We hold that the option agreement was too indefinite to be enforceable and could not be exercised by payment of the entire purchase price as attempted.

The appellants also contend that the trial court should not have considered affidavits and testimony of the appellees and their accountants that the reason for wanting the purchase price to be paid in installments was a more favorable tax treatment. They argue that this evidence violated the parol evidence rule. We disagree. The evidence was not introduced to vary the terms of the written contract but rather to explain the reason for wanting an installment sale. If the evidence was irrelevant, the trial court is presumed to have disregarded it. The trial court's reference to this evidence in the written decision clearly shows that it did not rely on the evidence in arriving at its decision. We believe the evidence was relevant and supports the result.
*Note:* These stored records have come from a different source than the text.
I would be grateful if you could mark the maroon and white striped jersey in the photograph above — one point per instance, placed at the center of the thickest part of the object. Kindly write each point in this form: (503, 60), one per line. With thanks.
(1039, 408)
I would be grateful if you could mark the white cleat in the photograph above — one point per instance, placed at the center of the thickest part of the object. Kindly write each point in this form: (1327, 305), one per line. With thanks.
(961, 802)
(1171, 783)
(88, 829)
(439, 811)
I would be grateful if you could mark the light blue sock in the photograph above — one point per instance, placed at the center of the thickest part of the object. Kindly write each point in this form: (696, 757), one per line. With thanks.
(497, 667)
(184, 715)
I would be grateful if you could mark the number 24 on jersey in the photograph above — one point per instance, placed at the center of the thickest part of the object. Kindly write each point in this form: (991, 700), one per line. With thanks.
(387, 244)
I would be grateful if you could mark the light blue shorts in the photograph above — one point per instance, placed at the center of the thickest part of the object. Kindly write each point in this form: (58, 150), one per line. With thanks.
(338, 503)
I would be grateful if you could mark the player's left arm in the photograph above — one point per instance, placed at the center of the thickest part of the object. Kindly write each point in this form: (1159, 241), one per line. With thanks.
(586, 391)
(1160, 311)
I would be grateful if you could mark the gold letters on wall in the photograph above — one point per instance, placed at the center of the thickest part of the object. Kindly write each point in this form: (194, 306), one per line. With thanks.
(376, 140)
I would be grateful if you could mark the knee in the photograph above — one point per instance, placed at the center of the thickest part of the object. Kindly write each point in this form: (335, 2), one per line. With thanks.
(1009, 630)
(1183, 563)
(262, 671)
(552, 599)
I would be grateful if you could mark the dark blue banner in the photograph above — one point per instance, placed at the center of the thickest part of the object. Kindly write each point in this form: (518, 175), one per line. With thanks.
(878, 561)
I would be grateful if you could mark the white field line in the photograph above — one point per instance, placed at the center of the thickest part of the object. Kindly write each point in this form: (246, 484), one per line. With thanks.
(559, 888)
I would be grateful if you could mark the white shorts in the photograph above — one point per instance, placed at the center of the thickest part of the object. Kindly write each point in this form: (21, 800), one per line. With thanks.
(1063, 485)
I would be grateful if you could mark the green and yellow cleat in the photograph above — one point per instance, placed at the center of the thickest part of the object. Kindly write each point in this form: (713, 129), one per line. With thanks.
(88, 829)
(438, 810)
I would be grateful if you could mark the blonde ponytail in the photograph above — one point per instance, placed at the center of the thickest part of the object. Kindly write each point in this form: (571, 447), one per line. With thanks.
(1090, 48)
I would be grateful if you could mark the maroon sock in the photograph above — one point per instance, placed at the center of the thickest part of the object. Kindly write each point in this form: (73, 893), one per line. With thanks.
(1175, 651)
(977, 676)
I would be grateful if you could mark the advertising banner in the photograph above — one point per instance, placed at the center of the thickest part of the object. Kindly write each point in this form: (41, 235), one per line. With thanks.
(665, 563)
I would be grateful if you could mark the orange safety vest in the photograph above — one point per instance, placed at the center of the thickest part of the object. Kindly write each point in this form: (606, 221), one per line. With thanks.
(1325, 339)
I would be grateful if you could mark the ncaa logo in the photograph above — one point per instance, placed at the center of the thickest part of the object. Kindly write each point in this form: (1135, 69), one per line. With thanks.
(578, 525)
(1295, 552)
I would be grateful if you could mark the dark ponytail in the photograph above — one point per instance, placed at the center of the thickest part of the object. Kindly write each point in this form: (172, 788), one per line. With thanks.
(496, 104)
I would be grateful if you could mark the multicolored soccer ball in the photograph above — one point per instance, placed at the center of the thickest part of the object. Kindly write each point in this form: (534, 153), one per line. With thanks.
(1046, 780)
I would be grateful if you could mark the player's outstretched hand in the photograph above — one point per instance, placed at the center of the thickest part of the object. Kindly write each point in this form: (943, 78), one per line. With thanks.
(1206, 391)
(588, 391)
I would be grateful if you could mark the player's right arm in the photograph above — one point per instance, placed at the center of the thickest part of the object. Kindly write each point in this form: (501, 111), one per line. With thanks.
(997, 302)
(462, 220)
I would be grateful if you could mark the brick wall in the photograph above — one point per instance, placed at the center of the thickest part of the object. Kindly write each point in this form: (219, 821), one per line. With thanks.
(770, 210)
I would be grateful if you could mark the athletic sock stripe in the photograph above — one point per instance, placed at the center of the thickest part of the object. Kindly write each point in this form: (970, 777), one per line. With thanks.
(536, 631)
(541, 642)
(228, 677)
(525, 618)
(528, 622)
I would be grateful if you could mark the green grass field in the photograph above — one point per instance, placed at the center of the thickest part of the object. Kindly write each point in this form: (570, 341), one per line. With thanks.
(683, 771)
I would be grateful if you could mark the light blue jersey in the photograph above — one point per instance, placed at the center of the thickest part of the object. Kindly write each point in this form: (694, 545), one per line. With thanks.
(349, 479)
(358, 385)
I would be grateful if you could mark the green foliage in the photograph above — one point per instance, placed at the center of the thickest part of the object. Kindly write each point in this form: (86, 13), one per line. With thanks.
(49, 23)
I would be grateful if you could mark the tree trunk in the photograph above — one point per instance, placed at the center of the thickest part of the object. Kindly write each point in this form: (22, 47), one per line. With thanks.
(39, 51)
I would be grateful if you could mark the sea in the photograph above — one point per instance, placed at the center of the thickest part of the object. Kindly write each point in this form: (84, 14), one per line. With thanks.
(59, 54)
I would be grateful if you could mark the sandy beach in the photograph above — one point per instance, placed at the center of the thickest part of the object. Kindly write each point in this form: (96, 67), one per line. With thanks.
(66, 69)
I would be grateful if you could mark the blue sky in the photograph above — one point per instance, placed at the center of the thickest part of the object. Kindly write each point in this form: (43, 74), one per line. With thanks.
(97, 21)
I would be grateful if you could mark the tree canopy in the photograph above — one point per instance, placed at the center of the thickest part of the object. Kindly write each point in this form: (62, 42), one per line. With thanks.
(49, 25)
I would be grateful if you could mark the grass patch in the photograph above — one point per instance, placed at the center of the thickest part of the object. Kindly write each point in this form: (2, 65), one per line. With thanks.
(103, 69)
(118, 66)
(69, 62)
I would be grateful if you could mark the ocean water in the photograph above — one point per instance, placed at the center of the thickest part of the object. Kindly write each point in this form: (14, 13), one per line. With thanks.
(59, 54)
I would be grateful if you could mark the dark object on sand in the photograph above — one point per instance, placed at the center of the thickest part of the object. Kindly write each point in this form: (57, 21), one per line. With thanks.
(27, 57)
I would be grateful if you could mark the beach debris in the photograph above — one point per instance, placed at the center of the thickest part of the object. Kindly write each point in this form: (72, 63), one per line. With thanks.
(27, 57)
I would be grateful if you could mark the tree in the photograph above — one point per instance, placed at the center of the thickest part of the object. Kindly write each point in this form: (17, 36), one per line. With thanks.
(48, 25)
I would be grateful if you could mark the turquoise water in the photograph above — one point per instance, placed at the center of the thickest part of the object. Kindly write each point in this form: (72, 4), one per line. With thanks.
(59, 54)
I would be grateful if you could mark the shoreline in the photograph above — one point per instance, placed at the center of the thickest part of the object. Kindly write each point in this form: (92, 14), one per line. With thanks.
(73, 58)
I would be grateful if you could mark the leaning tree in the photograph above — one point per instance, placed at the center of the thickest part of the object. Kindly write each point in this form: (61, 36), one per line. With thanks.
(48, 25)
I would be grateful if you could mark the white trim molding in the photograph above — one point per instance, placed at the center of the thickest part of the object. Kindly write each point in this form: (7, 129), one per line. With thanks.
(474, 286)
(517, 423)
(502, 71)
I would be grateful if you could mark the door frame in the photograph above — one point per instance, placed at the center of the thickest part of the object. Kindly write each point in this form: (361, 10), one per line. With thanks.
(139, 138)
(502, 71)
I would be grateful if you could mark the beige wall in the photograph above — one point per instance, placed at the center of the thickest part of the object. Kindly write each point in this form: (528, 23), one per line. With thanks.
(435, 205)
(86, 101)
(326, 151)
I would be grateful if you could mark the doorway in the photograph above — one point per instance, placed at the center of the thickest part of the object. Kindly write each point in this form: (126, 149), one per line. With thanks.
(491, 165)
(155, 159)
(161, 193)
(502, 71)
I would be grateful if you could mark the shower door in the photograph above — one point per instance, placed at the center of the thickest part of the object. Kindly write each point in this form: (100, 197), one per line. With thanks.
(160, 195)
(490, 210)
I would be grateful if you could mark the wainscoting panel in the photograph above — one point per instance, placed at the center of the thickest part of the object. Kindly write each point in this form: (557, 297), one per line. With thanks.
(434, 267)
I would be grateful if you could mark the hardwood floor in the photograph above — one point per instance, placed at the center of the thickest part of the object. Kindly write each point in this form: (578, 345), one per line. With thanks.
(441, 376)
It was never controverted, and it is therefore undisputed that the contract was made in a manner consistent with achieving favorable tax consequences for the appellees.

The appellees will be awarded attorney fees on appeal as requested upon filing a statement of costs pursuant to Rule 21(c), Rules of Civil Appellate Procedure, 17A A.R.S., and Schweiger v. China Doll Restaurant, Inc., 138 Ariz. 183, 673 P.2d 927 (App. 1983).

Affirmed.

FERNANDEZ and HOWARD, JJ., concur.

NOTES

[1] The question of the appellees' liability, if any, for these escrow funds is pending before the trial court, to be determined after the resolution of this appeal.